86

Bridge cradled a cup of coffee and looked out across the river. This was her favourite chill-out space in the Vauxhall building; a low, wide room with a Thames view, cushioned sofas, and machines for tea and coffee. The tea was awful, and the coffee wasn’t much better, but the view made up for them both.

She heard the door open behind her, and the scent of hazelnut reached her nose. “How’s Bowman?” she asked.

“Still sitting pretty in Belmarsh,” said Giles, taking a seat next to her. “He’s convinced we captured Novak and tortured the rendezvous code out of him.”

“Hubris is a powerful thing. I was relying on that when I posted the fake ASCII.”

Giles frowned. “I wish you’d told me about that before we all went running off to Rotherhithe.”

“Didn’t want to give you false hope. He might have known it was a trap.” Bridge sipped her coffee. “What about Sir Terence?”

Giles sighed, and Bridge knew what was coming next. Bowman had confirmed that Air Vice-Marshal Sir Terence Cavendish was his real target, and why. Then-Squadron Leader Terry Cavendish had an affair with Bowman’s mother while he was stationed in Sek Kong. After the handover he’d continued to fly over there from time to time, under pretence of a holiday, and see her in secret. But Sir Terence came to realise the Bowmans had been turned by the Chinese, and were in fact preparing to blackmail him to use as their own double agent. After all, if the British government discovered one of their soldiers was sleeping with a Chinese spy…
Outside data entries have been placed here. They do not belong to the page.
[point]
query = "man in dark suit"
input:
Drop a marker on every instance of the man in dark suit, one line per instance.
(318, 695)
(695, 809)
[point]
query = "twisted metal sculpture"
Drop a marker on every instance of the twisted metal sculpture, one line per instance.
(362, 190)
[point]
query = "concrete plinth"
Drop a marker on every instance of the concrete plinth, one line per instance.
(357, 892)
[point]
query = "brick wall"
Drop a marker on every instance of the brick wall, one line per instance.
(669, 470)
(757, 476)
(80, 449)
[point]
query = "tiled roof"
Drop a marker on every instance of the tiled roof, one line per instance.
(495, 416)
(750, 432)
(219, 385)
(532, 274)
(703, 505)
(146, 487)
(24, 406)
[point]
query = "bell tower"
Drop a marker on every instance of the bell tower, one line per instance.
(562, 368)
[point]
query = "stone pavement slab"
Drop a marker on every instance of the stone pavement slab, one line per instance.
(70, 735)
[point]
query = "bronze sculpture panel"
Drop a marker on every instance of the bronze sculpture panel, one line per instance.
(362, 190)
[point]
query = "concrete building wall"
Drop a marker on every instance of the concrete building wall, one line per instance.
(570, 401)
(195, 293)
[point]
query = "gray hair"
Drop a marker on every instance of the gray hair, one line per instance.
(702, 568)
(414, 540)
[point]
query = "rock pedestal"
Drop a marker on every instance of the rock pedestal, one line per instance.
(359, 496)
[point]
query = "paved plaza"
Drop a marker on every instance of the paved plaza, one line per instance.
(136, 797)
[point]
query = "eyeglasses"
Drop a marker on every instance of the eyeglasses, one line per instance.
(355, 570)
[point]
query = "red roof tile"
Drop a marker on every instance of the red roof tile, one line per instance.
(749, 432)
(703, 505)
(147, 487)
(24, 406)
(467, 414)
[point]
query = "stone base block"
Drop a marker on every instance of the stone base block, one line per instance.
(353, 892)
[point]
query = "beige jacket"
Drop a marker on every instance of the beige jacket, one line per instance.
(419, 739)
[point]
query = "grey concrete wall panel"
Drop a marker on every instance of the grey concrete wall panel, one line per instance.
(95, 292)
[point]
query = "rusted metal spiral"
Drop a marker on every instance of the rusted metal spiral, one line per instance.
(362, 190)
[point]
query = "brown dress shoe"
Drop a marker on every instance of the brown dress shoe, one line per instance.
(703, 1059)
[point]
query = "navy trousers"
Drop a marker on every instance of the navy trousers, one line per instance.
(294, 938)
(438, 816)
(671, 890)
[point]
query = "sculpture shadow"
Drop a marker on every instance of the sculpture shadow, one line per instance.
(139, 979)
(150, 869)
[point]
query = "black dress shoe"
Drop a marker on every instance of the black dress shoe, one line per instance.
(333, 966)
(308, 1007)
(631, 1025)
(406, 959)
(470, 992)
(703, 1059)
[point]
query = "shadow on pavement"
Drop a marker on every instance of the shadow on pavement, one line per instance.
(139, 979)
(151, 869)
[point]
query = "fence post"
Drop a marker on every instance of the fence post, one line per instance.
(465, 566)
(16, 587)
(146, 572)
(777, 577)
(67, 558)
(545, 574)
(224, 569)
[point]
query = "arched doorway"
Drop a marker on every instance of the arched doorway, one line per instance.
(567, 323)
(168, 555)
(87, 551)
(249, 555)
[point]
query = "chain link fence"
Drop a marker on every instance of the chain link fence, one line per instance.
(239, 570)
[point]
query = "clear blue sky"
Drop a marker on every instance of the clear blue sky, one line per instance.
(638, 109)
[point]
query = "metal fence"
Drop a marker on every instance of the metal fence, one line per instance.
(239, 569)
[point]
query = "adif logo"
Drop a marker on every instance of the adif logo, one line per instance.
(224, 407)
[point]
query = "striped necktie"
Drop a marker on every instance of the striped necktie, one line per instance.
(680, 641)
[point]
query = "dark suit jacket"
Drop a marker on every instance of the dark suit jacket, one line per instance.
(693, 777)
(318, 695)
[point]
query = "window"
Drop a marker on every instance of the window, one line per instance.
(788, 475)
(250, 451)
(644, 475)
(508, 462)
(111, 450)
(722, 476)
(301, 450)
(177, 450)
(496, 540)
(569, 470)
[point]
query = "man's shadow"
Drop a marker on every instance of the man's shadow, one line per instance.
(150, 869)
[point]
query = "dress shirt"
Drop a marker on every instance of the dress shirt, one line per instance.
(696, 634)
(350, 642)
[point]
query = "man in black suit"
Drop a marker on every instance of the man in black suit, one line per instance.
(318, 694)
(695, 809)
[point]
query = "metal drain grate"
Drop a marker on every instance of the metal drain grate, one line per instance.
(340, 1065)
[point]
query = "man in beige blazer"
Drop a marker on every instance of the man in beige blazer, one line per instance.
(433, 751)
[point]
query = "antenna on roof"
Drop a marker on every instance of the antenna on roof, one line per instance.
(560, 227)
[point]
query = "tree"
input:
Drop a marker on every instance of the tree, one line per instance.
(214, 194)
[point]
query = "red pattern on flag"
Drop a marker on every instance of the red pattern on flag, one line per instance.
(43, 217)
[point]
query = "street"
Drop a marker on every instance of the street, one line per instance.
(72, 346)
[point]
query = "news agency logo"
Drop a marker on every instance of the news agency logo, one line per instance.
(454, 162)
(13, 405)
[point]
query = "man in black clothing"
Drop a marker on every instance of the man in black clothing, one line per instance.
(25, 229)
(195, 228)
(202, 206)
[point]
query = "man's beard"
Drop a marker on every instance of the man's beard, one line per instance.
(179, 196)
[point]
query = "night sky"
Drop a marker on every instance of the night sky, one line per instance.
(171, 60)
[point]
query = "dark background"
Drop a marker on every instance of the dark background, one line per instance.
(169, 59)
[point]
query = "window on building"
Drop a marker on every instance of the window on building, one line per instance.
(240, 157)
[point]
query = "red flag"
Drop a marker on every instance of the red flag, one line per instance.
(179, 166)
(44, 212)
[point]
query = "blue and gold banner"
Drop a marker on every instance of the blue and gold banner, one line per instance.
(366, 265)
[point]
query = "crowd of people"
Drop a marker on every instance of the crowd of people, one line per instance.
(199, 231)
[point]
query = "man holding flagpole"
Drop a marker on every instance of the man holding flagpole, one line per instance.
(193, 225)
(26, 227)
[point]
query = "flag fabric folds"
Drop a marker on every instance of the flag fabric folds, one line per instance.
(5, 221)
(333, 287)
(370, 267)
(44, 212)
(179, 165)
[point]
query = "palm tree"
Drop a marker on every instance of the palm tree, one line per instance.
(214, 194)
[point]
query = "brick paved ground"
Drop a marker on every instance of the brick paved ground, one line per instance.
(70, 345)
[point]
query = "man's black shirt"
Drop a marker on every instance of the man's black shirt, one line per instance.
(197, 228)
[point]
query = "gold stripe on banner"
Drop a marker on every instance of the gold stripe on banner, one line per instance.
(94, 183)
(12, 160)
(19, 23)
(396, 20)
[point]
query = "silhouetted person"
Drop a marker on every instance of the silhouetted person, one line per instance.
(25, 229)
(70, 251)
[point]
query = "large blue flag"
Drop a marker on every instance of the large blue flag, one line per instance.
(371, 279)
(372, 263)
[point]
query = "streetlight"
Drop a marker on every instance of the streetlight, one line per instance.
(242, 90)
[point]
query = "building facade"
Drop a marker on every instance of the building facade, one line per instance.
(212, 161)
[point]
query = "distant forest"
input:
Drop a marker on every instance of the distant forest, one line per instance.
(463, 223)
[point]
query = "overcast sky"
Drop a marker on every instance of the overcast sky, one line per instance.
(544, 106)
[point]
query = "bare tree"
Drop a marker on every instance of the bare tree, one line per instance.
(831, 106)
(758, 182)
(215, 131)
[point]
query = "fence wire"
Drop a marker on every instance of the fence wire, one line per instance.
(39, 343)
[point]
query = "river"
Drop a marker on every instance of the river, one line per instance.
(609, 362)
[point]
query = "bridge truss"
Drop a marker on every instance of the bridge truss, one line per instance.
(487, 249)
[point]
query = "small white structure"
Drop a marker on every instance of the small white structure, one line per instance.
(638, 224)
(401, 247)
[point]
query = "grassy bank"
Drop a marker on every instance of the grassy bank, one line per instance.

To save his own skin, Sir Terence instead reported his suspicions about the Bowmans to the Foreign Office, claiming the reason he’d slept with Mrs Bowman in the first place was to discover if she was a spy. The FCO believed him, and simply made it known to Beijing that the family’s cover was blown. When the National Security Guard Bureau arrived to remove the source of embarrassment, the ‘Pandas’ made sure Daniel, then just a child, knew exactly how his parents had failed to honour the glorious people’s republic. And throughout his subsequent upbringing by the state, they never let him forget.

Now it was Sir Terence’s word against Bowman’s. A knight of the realm versus a confirmed terrorist and Chinese spy, one highly motivated to smear the decorated military officer in charge of the project he’d just infiltrated, and whom SIS had since linked to four prior Chinese espionage attacks in the past decade.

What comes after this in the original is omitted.